Chapter 3 Modelling temporal variation

Vital rates are expected to vary among years due to changes in environmental conditions. SPI-IPM is set up to account for among-year variation in different (age-specific) vital rates \(X_{a,t}\) using fixed effects of supplied environmental covariates (\(cov1_t\), \(cov2_t\),…) and year random effects (\(\epsilon_t^X\)). The resulting generalized linear mixed-models for time- and age-specific vital rates therefore take the following form: \[\begin{equation} link(X_{a,t}) = link(\mu_a^X) + \beta_{cov1}^X\times cov1_t + \beta_{cov2}^X\times cov2_t + ... + \epsilon_t^X \end{equation}\] Here, \(\mu_a^X\) is the age-specific average vital rate (intercept) and \(\beta_{cov1}\) and \(\beta_{cov2}\) are the slopes for the effects of covariates \(cov1\) and \(cov2\) on the link scale, respectively. The link function depends on the vital rate, and is set to logit for breeding probabilities (\(pB_{a,t}\)), nest success probabilities (\(pNS_t\)), and survival probabilities (\(sN_{a,t}\), \(sJ_t\), \(sA_t\)) and log for clutch size (\(CS_{a,t}\)).

3.1 Random year variation

The random year effects included in the basic implementation of SPI-IPM are assumed to be normally distributed such that \[\begin{equation} \epsilon_{t}^X \sim Normal(0, \sigma^X) \end{equation}\] where \(\sigma^X\) is the standard deviation of random year effects on vital rate \(X_{a,t}\). The random effects in the basic implementation are also age-independent, meaning that \(\epsilon_t^X\) is included in the equations for both the yearling vital rate \(X_{Y,t}\) and the adults vital rate \(X_{A,t}\). The exception are the annual survival rates for juveniles (\(sJ_t\)) and (\(sA_t\)), which both have separate random effects because the drivers of survival variation are expected to vary between those two age classes, and the basic implementation includes an additional covariate effect \(sJ_t\) only²:

for(t in 1:Tmax){
    
  ## Age- and time-dependent survival probabilities
  logit(sJ[t]) <- logit(Mu.sJ) + beta3.sJ*cov3[t] + epsilon.sJ[t]
  logit(sA[t]) <- logit(Mu.sA) + epsilon.sA[t]
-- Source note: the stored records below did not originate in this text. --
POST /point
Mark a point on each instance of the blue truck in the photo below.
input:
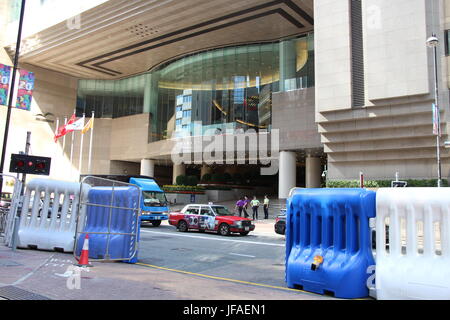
(154, 204)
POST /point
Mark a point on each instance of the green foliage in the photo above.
(178, 188)
(191, 180)
(181, 180)
(207, 177)
(218, 178)
(227, 177)
(383, 183)
(237, 178)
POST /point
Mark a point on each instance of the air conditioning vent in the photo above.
(141, 30)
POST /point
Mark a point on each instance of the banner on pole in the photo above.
(5, 76)
(25, 91)
(436, 120)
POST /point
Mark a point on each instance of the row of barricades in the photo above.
(329, 245)
(56, 215)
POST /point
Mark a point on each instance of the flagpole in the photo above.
(81, 150)
(90, 143)
(64, 138)
(71, 153)
(56, 143)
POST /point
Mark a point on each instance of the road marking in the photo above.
(216, 239)
(225, 279)
(242, 282)
(242, 255)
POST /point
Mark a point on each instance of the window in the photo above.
(191, 210)
(206, 212)
(447, 41)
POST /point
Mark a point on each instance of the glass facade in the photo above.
(209, 92)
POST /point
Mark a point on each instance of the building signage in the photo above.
(25, 92)
(5, 75)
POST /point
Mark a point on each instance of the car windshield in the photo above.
(154, 199)
(223, 211)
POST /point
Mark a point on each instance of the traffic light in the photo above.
(22, 163)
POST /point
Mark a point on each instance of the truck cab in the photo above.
(154, 205)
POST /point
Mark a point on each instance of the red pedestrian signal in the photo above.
(27, 164)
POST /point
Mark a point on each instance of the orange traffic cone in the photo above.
(84, 258)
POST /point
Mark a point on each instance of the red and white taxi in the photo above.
(206, 217)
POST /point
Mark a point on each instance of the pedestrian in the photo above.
(239, 206)
(255, 205)
(266, 207)
(247, 201)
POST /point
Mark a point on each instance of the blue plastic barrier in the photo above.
(333, 225)
(118, 222)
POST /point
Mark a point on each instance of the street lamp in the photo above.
(433, 42)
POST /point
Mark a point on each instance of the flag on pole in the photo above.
(76, 126)
(436, 120)
(89, 125)
(62, 131)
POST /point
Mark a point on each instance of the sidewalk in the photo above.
(32, 274)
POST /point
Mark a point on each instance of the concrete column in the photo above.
(204, 170)
(178, 170)
(151, 103)
(313, 172)
(287, 174)
(147, 167)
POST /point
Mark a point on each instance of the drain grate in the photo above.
(14, 293)
(9, 263)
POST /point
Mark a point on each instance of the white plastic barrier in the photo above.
(416, 262)
(49, 214)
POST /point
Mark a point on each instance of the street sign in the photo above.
(22, 163)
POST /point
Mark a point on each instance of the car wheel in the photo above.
(182, 226)
(156, 223)
(224, 229)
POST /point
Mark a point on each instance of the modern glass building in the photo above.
(207, 92)
(347, 84)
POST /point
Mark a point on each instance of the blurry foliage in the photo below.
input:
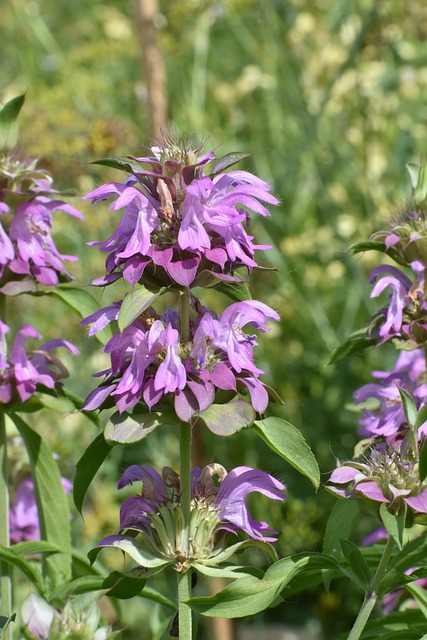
(329, 96)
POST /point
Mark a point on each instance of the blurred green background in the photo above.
(329, 97)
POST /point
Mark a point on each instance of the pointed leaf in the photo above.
(8, 123)
(288, 442)
(368, 245)
(134, 303)
(237, 291)
(409, 407)
(122, 164)
(87, 468)
(84, 303)
(52, 503)
(123, 585)
(356, 343)
(395, 525)
(128, 428)
(32, 572)
(357, 562)
(226, 419)
(132, 548)
(228, 161)
(340, 524)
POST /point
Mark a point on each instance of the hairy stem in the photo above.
(372, 597)
(184, 577)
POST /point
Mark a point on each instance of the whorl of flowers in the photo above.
(27, 201)
(22, 371)
(149, 359)
(387, 474)
(388, 418)
(218, 506)
(179, 221)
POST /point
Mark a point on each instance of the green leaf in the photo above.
(229, 418)
(134, 303)
(87, 468)
(420, 595)
(52, 503)
(237, 291)
(5, 622)
(8, 556)
(409, 408)
(238, 547)
(368, 245)
(152, 594)
(395, 525)
(340, 524)
(83, 302)
(358, 565)
(288, 442)
(122, 164)
(133, 549)
(128, 428)
(228, 161)
(123, 586)
(356, 343)
(245, 597)
(8, 123)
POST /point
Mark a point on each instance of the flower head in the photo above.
(218, 506)
(27, 202)
(22, 371)
(387, 474)
(178, 221)
(149, 360)
(388, 418)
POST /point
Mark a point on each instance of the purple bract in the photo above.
(178, 221)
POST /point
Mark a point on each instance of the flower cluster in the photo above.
(22, 371)
(150, 360)
(179, 221)
(218, 506)
(79, 619)
(23, 514)
(27, 202)
(388, 474)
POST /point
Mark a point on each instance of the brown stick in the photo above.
(153, 66)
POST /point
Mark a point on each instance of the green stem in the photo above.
(371, 597)
(184, 577)
(5, 571)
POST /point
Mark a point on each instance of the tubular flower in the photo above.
(178, 221)
(149, 360)
(27, 202)
(22, 371)
(387, 475)
(218, 506)
(388, 419)
(405, 317)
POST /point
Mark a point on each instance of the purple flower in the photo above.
(149, 360)
(26, 246)
(388, 419)
(405, 316)
(389, 474)
(23, 514)
(218, 506)
(178, 221)
(22, 371)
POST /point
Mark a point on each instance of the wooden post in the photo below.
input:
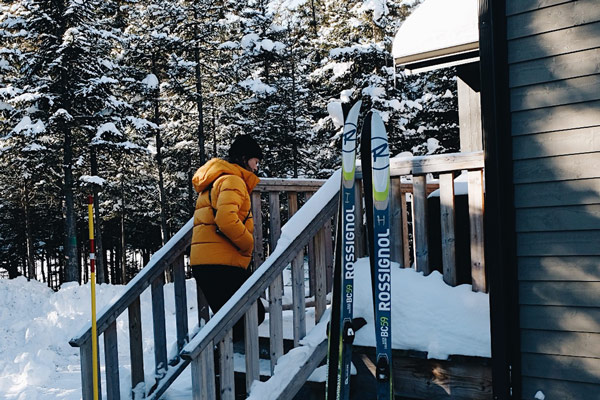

  ## Temporal random effects
    epsilon.sJ[t] ~ dnorm(0, sd = sigma.sJ)
    epsilon.sA[t] ~ dnorm(0, sd = sigma.sA)
}

All random effects are treated as independent (= not correlated) in the basic implementation of the model, but the inclusion of correlation of random effects across age-classes and/or vital rates is straightforward to implement³ using e.g. multivariate normal distributions or approaches similar to the one used in Nater et al. (2020).

3.2 Temporal covariates

The basic implementation of SPI-IPM features an example covariate model structure that was motivated by an analysis of populations of pied flycatcher (Ficedula hypoleuca)) breeding in the UK. It involves three different covariates (\(cov1\), \(cov2\), and \(cov3\)) that are assumed to affect nest success probability (\(pNS_{t}\)), nestling survival (\(sN_{a,t}\)), and juvenile survival (\(sJ_t\)). However, it is very straightforward to alter the code to fit whatever alternative covariate structure is suitable for your particular analysis since the inclusion different/additional continuous and categorical covariates always works according to the same principles (see also Kéry and Schaub 2011). All covariates are need to be passed to SPI-IPM as vectors or arrays.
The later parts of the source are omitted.